Conseil constitutionnel, Décision n° 2018-768 DC du 26 juillet 2018

Le Conseil constitutionnel a été saisi le 26 juin 2018 par des parlementaires d’un recours dirigé contre la loi relative à la protection du secret des affaires. Ce texte transpose en droit interne la directive européenne du 8 juin 2016 visant à protéger les savoir-faire et informations commerciales non divulgués. Les parlementaires requérants contestaient plusieurs articles du code de commerce introduits par cette réforme législative pour assurer la sécurité juridique des entreprises. Ils invoquaient notamment une méconnaissance de la liberté d’expression, de la liberté d’entreprendre et du principe de participation des travailleurs au sein des sociétés. La question centrale posée aux juges résidait dans la conciliation entre la protection de la confidentialité économique et le respect des droits fondamentaux constitutionnels. Le Conseil constitutionnel a rendu sa décision le 26 juillet 2018 sous le numéro 2018-768 DC. Il a déclaré les dispositions contestées conformes à la Constitution sous certaines réserves d’interprétation et limites de contrôle.
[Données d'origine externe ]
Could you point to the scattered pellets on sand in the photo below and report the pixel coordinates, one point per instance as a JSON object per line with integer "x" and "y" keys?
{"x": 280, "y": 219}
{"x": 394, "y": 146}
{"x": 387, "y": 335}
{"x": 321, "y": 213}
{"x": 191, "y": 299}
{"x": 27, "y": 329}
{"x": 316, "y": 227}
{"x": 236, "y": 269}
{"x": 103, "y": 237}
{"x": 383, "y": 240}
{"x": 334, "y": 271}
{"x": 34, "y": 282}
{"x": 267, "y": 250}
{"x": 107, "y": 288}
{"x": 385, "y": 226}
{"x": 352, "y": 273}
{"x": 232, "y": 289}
I. L’encadrement du contrôle de constitutionnalité des lois de transposition

A. La réaffirmation de l’exigence constitutionnelle de transposition

Le juge constitutionnel rappelle que la transposition d’une directive résulte d’une exigence fondée sur l’article 88-1 de la Constitution française. Cette obligation constitutionnelle limite l’étendue du contrôle exercé par les sages sur les dispositions législatives tirant les conséquences nécessaires de normes européennes. « La transposition d’une directive ou l’adaptation du droit interne à un règlement ne sauraient aller à l’encontre d’une règle ou d’un principe inhérent à l’identité constitutionnelle de la France ». Cette formulation souligne la primauté de la Constitution nationale tout en reconnaissant la spécificité de l’ordre juridique de l’Union européenne.

B. L’immunité juridictionnelle des dispositions inconditionnelles et précises

Le Conseil refuse de contrôler la conformité de l’article L. 151-1 du code de commerce au regard de la liberté d’expression. Il estime que cette disposition se limite à reproduire les critères inconditionnels et précis définis par l’article 2 de la directive européenne précitée. « En l’absence de mise en cause d’une telle règle ou d’un tel principe, le Conseil constitutionnel n’est pas compétent pour contrôler la conformité à la Constitution ». Cette position renforce l’efficacité du droit européen en évitant des censures nationales sur des points déjà arbitrés au niveau de l’Union.

II. La conciliation entre protection des secrets et libertés fondamentales

A. La proportionnalité des mesures de protection et des exceptions

La définition du secret des affaires repose sur trois critères cumulatifs dont le caractère raisonnable des mesures de protection mises en œuvre. Les requérants craignaient que cette exigence ne pénalise les structures économiques ne disposant pas de moyens techniques ou juridiques sophistiqués. Le juge précise que le législateur a prévu une appréciation des circonstances tenant compte des moyens réels dont dispose chaque entreprise concernée. « Le secret des affaires n’est pas opposable lorsque son obtention, son utilisation ou sa divulgation est intervenue pour l’exercice de l’une des finalités ». Cette souplesse assure la validité constitutionnelle du dispositif face au grief de méconnaissance de la liberté d’entreprendre.

B. La garantie spécifique des droits des lanceurs d’alerte et des salariés

L’article L. 151-8 prévoit des dérogations essentielles pour les personnes révélant de bonne foi des activités illégales ou des comportements répréhensibles d’intérêt général. Cette exception bénéficie tant aux personnes physiques définies par la loi du 9 décembre 2016 qu’à toute autre personne agissant dans ces conditions. Le principe de participation des travailleurs est également préservé puisque les représentants du personnel conservent l’accès aux informations nécessaires à leur mission. « L’information obtenue ou divulguée légalement dans le cadre de l’exercice du droit à l’information et à la consultation peut être utilisée aux mêmes fins ». La décision confirme que le secret ne peut servir de bouclier contre la transparence nécessaire au bon fonctionnement d’une société démocratique.

Source : Cour de cassation – Base Open Data « Judilibre » & « Légifrance ».